Também seria necessária a administração estratégica do comércio, seja para frear os os efeitos da guerra fiscal e do crescimento de exportações direcionadas, e estimular a indústria doméstica e os serviços que poderiam oferecer melhores condições de vida e de renda para as classes média e trabalhadora. Controle do fluxo de capital, como para evitar surtos especulativos, seria outro instrumento-chave para uma demanda orientada pelo processo de desenvolvimento, à medida que daria uma maior autonomia aos governos, no que concerne à taxa de câmbio e ao cenário das taxas de juros.

O fortalecimento recente dos processos de integração regional, por sua vez, deveria dirigir sua atenção para longe dos padrões globais de arranjos que, por causa do seu objetivo maior, são, na melhor das hipóteses, necessariamente áridos.
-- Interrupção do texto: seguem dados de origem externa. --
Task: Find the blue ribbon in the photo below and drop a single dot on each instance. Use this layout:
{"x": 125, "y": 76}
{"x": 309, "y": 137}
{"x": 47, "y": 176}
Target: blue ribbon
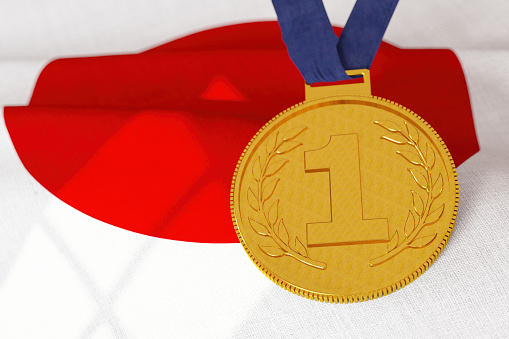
{"x": 315, "y": 49}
Os acordos de comércio regional entre países em desenvolvimento têm vantagens distintas sobre os arranjos multilaterais, cujos termos frequentemente servem para quebrar economias abertas do Sul, enquanto preservam intactas as proteções para a indústria e a agricultura, no Norte. As moedas regionais – como as da Unidade Monetária Asiática, que vêm sendo discutidas por estados do leste asiático, com base no peso das medidas das moedas locais – poderiam agir como uma referência independente do dólar americano, reduzindo a vulnerabilidade do mercado às turbulências em Wall Street. (23)

Os regimes da economia global devem, acima de tudo, ser repensados a fim de permitir a diversidade das regras e dos padrões, em vez de impor mais uniformidade. No lugar de buscar, nos termos de Martin Wolf, fazer todo mundo alcançar os mesmos índices de integração econômica encontrados no interior das estruturas dos EUA, de modo que cada estado-nação tenha não mais influência sobre as suas fronteiras do que os EUA tem sobre as transações domésticas (24), deveríamos buscar inspiração numa analogia com o “middleware” (25). Designado para capacitar diferentes tipos de software para comunicarem-se entre si, middleware oferece a muitas organizações uma alternativa para fazer com que um programa atravesse sua estrutura inteira; isso permite mais objetivos para a escolha de programas descentralizados. Se a segunda perna do atual “duplo movimento” se tornar um período do qual o consenso estará fortemente ausente, também será possível fornecer-se um espaço para uma ordem mais ampla de padrões e instituições – alternativas econômicas e financeiras para o sistema de amplas prescrições do neoliberalismo. Isso pode dar ao novo regime que emerge da atual reviravolta mais estabilidade do que o seu predecessor. Se isso vai oferecer as bases para um mundo mais igualitário, contudo, permanece uma questão aberta – e um desafio urgente – para algum tempo por vir.